If so, the incidents may have been entirely accidental, several experts in the physics of ultrasound said. “It could be a surveillance operation gone wrong,” said Kevin Fu, director of the Security and Privacy Research group at the University of Michigan. “There may have been no intent to harm.”
Ultrasonic signals link interactive devices. They are the electronic eyes of industrial robots and driverless cars. And they are increasingly a tool for hacking, surveillance and security counter-measures, according to experts in the cybersecurity of ultrasound.
‘
Normally you wouldn’t hear ultrasonics, but if you mix the signals together—like crossing the beams in “Ghostbusters”—you get these audible sounds.’
—Kevin Fu
While most people don’t hear ultrasonic signals, Siri can.
So can Alexa, Google Now, Cortana and other speech-recognition systems, according to ultrasonic-security expert Wenyuan Xu, director of the Ubiquitous System Security Laboratory at China’s Zhejiang University. Dr. Xu and her colleagues last year demonstrated that some voice-controlled digital assistants can be hijacked using inaudible ultrasonic signals.

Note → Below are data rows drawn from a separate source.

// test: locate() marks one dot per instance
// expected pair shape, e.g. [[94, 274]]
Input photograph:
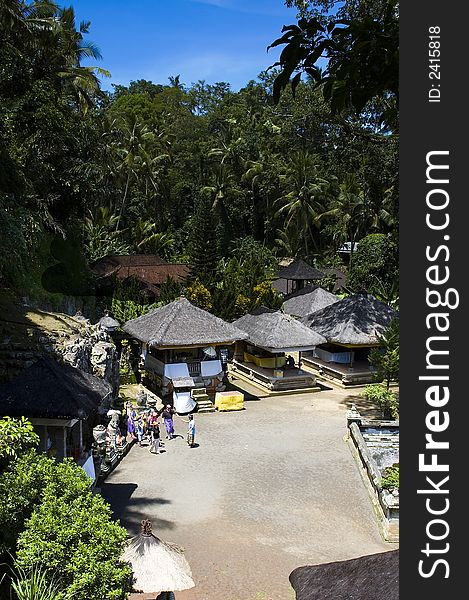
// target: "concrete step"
[[204, 405]]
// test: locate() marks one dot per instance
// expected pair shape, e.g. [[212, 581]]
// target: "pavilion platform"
[[358, 374], [274, 381]]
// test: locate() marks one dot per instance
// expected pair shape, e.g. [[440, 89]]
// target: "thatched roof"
[[180, 323], [308, 300], [51, 390], [150, 270], [157, 566], [371, 577], [113, 263], [359, 320], [108, 323], [276, 332], [339, 276], [299, 270]]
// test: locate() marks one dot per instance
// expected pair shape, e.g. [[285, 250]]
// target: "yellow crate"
[[229, 401]]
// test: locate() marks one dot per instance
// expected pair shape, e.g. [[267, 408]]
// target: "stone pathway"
[[267, 489]]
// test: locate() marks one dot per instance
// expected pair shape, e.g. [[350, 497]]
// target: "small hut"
[[107, 323], [61, 402], [158, 567], [296, 274], [148, 271], [370, 577], [308, 300], [352, 327], [262, 358], [180, 340]]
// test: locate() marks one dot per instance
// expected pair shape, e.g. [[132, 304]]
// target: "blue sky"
[[214, 40]]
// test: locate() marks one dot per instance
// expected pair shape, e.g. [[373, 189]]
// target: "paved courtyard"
[[268, 489]]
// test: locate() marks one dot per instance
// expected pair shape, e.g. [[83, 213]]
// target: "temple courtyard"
[[267, 489]]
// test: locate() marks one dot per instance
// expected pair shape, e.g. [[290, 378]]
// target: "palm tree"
[[303, 204], [81, 83], [352, 213]]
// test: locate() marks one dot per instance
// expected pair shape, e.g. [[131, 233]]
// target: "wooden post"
[[64, 433], [80, 425]]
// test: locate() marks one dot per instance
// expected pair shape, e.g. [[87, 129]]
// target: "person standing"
[[168, 421], [191, 431], [154, 430]]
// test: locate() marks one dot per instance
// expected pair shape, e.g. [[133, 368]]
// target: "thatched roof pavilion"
[[157, 566], [108, 323], [180, 323], [358, 320], [276, 332], [57, 398], [299, 270], [308, 300], [371, 577], [48, 389]]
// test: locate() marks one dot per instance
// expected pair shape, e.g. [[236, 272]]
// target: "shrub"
[[49, 512], [16, 437], [76, 539], [390, 480], [386, 400]]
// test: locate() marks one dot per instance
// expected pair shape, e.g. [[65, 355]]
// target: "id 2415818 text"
[[434, 53]]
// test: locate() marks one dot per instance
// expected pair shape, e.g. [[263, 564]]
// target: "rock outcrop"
[[27, 334]]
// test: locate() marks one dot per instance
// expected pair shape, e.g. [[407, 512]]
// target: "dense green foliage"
[[375, 267], [390, 480], [52, 520], [183, 172], [16, 436], [359, 41], [385, 358], [385, 399]]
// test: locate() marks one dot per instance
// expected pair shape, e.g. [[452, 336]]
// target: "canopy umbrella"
[[157, 566]]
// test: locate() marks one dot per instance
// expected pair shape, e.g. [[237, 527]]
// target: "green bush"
[[390, 480], [386, 400], [77, 539], [49, 513], [16, 436]]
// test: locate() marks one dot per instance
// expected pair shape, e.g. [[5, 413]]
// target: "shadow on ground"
[[130, 510], [365, 407]]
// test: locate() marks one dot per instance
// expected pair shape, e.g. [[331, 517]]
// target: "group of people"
[[145, 425]]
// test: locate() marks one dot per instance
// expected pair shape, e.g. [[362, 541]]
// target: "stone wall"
[[385, 503], [28, 333]]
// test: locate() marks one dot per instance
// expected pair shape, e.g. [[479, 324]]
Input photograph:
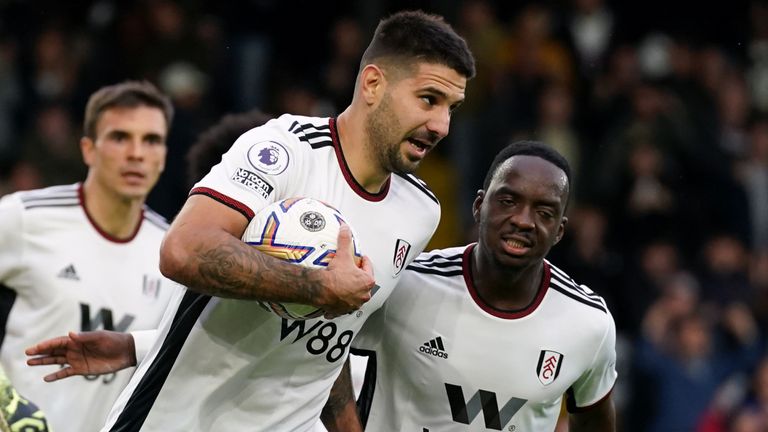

Targeting devices at a distance, they played music on an Amazon Echo, got Google Now to switch a phone to airplane mode, made Siri launch a FaceTime call, and even manipulated the navigation system in an Audi car, according to research presented at the Association for Computing Machinery’s annual Conference on Computer and Communications Security.
Using the same principle, Dr. Wu and Michigan’s Dr. Fu created an ultrasonic eavesdropping device that could be made to malfunction so that it produced some of the unusual noises reported by U.S. diplomatic personnel in Cuba. To design it, they analyzed sounds allegedly recorded during an incident and then made public by the Associated Press. During those incidents, people reported hearing a high-pitched whine or buffeting pressure akin to driving with the windows partly open. Others likened the sounds to chirping insects or metal dragging across a floor.
Under ordinary circumstances, almost no-one hears ultrasonic signals. But when two inaudible ultrasonic beams intersect, they can generate audible tones, at frequencies that could cause annoyance and pain, the scientists said.
“Normally you wouldn’t hear ultrasonics, but if you mix the signals together—like crossing the beams in ‘Ghostbusters’—you get these audible sounds,” Dr. Fu said. “It is so easy to do. It’s child’s play.”
Doctors at the University of Pennsylvania’s Center for Brain Injury and Repair who studied the ailing U.S. personnel from Cuba now are examining the individuals evacuated from China. The medical team declined to comment for this article.
“We are continuing to work with the Department of State to evaluate and treat personnel who have reported audible phenomena experiences,” said Holly Aue, corporate director of communications for Penn Medicine. “We are not able to provide specifics about different patient groups at this time.”